J’ai retenu quelques paragraphes seulement de son évangile tiré de son éditorial. Dire que monsieur Dubuc est rendu professeur d’économie à temps plein aux Hautes études commerciales de Montréal, une institution d’enseignement dite supérieure et collée et inféodée au patronat. Je plains et je sympathise avec ses étudiants.

Aux deux premiers paragraphes, Alain Dubuc annonce ses couleurs idéologiques : «Le gouvernement s’est-il finalement rendu à l’évidence en décidant de vendre Canadair à Bombardier. On ne peut qu’applaudir Ottawa d’avoir enfin cédé ses avoirs dans l’aéronautique, un secteur où il a été amplement démontré que l’État ne réussit qu’à se mettre les pieds dans les plats». C’est effrayant de larguer de telles énormités.

Faire la belle jambe à Bombardier, le sauveur

Puis Alain Dubuc y va d’élans amoureux envers Bombardier : «Le choix de Bombardier est heureux. Il faut un jour sortir du folklore. Bombardier n’est plus une PME régionale pittoresque. C’est maintenant une multinationale à l’aise dans les nouvelles technologies. Elle n’œuvre pas dans l’aéronautique mais elle est un géant dans le matériel de transport et dans la motoneige». Capoté ben raide. Et dire qu’il y en a plein d’autres comme lui qui sévissent encore à tous les jours dans les journaux, à la radio et à la télé.

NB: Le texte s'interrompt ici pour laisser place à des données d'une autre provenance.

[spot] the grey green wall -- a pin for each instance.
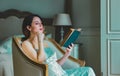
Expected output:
(45, 8)
(85, 14)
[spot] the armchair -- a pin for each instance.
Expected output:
(23, 66)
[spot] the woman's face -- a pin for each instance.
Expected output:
(36, 26)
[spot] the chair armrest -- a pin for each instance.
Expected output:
(79, 61)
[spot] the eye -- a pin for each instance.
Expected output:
(36, 23)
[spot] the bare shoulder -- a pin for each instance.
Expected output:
(26, 43)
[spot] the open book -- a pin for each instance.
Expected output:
(71, 36)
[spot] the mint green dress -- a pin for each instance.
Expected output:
(56, 70)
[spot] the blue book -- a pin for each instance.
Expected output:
(71, 36)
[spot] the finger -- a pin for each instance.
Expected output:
(71, 44)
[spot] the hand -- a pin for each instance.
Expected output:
(40, 36)
(69, 49)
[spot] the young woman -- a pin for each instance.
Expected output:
(38, 49)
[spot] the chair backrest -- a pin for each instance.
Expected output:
(23, 66)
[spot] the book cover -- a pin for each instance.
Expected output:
(71, 36)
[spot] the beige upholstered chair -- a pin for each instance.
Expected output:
(23, 66)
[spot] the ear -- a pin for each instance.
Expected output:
(28, 27)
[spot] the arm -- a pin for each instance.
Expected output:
(41, 52)
(66, 55)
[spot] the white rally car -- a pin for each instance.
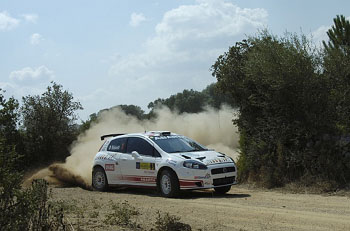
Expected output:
(161, 159)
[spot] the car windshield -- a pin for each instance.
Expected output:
(174, 144)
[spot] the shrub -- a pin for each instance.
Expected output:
(168, 222)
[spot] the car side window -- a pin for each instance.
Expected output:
(117, 145)
(139, 145)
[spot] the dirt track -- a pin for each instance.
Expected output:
(241, 209)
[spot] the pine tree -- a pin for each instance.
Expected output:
(339, 35)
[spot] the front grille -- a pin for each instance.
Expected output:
(222, 170)
(223, 181)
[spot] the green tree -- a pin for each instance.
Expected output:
(336, 65)
(339, 35)
(49, 124)
(287, 120)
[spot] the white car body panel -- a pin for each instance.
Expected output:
(128, 169)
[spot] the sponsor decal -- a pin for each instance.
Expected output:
(171, 162)
(219, 160)
(140, 179)
(146, 166)
(203, 177)
(109, 167)
(189, 183)
(105, 157)
(207, 182)
(166, 137)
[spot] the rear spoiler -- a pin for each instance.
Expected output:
(110, 135)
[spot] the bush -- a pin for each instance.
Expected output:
(291, 126)
(168, 222)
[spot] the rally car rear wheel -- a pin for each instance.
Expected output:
(222, 190)
(99, 179)
(168, 184)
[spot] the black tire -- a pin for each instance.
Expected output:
(222, 190)
(168, 184)
(99, 179)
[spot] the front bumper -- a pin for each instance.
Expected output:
(216, 175)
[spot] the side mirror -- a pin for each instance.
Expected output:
(136, 155)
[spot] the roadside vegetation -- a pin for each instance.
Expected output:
(294, 107)
(293, 100)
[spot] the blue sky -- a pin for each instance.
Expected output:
(112, 52)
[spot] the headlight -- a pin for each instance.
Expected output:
(194, 164)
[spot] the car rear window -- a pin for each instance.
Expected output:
(117, 145)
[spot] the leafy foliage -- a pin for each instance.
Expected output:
(168, 222)
(48, 122)
(339, 35)
(288, 121)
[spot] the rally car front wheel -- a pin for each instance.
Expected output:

L’ex-boss de la SAQ complimente

Gaétan Frigon (un autre affairiste, soit ce genre d’individu malheureusement trop souvent nommé à nos sociétés à propriété collective) fut président de Loto-Québec et de la SAQ et aussi chroniqueur expert à La Presse. Lui aussi, épris d’un amour aveugle envers Bombardier et ses propriétaires, a pondu cette clairvoyante chronique le 12 septembre 2005 : «C’est l’esprit d’entreprise (et son esprit de B.S. corporatif) qui a créé Bombardier et c’est encore lui (encore plus grâce à la main visible de l’État) qui va la sauver». On appelle ça des experts : je dirais plus des voyants et des charlatans.

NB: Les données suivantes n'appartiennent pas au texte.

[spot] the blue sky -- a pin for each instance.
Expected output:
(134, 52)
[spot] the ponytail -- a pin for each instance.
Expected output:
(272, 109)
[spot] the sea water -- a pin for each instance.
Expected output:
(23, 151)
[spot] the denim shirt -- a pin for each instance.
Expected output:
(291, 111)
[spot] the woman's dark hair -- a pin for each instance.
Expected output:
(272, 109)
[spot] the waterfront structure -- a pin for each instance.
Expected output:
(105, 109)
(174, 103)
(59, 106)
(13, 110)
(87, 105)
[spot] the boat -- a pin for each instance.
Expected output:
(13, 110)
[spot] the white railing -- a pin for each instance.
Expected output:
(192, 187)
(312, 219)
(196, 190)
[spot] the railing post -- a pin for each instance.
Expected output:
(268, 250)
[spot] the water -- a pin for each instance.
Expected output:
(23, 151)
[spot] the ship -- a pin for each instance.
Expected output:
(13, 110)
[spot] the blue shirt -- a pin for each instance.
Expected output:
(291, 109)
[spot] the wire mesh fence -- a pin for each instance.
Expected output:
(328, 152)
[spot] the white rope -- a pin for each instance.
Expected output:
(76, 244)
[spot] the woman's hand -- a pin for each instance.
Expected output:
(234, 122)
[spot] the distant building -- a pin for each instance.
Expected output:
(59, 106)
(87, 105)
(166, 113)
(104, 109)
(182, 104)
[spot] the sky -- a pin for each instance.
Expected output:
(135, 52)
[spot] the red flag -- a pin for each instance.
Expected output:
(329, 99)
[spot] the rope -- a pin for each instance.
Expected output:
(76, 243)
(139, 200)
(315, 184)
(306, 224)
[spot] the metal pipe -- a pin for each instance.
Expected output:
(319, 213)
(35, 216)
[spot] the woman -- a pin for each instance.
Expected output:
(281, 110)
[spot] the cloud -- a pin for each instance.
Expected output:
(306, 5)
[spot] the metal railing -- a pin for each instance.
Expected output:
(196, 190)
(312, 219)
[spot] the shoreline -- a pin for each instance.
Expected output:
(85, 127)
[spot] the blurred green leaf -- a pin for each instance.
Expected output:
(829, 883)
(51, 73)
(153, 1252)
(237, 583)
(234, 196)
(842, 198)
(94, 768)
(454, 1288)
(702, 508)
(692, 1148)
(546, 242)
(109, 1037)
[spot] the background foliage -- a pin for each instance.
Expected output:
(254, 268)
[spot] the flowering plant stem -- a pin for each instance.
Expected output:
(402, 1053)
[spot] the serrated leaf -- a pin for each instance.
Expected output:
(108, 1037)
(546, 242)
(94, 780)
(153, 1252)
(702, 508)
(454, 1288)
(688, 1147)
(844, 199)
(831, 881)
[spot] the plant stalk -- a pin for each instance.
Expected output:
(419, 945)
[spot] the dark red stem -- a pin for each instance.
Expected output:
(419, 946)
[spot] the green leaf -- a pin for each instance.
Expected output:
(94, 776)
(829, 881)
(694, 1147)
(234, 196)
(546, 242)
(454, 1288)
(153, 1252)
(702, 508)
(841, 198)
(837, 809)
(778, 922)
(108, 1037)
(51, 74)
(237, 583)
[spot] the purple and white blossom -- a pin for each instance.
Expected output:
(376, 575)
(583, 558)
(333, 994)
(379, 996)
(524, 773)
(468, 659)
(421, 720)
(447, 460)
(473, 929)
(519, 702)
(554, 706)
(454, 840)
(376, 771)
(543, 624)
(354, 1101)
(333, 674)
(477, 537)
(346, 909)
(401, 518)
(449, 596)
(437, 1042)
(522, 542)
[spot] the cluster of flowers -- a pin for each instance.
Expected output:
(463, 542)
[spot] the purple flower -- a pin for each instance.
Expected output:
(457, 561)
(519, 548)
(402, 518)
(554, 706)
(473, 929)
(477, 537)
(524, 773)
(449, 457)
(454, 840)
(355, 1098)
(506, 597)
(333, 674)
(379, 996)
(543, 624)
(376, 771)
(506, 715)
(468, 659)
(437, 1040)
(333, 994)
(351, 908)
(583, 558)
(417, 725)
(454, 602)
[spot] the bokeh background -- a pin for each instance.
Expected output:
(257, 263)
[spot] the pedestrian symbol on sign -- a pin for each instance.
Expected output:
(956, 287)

Il ne faut surtout pas oublier un ex du Journal et de La Presse

Jean-Philippe Décarie, longtemps chroniqueur à plein temps au Journal de Montréal et à La Presse, a trop longtemps affiché sa servitude intéressée et volontaire envers les gens de la haute société, qui comptent bien évidemment les membres de la famille Beaudoin-Bombardier. Trop c’est comme pas assez. C’est très drôle même si c’est pathétique.

Lors de la nomination de Pierre Beaudoin, le fils chéri de Laurent, à titre de président de la division Avions d’affaires de Bombardier le 7 juillet 2001, Jean-Philippe Décarie pond alors ce bijou d’affection dans le Journal de Montréal : «Des gènes qui ne mentent pas. Le moins que l’on puisse dire, c’est que Pierre Beaudoin dispose d’un bagage génétique particulier».

Et tant qu’à l’aide financière gouvernementale de milliards de dollars consentie à Bombardier, dans La Presse du 5 novembre 2015, Jean-Philippe accouche de cette merveilleuse chronique : «Bombardier. Une intervention (financière, une autre) mûrement réfléchie (par Anglade, Coiteux, Leitao et Couillard) de Québec (c’est-à-dire du PLQ)». Bon bien moi j’arrête. Je ne suis plus capable. C’est trop pour moi. Fini de fouiller dans mes dossiers de vieux articles de journaux. Y’a-t-il quelqu’un qui les veut?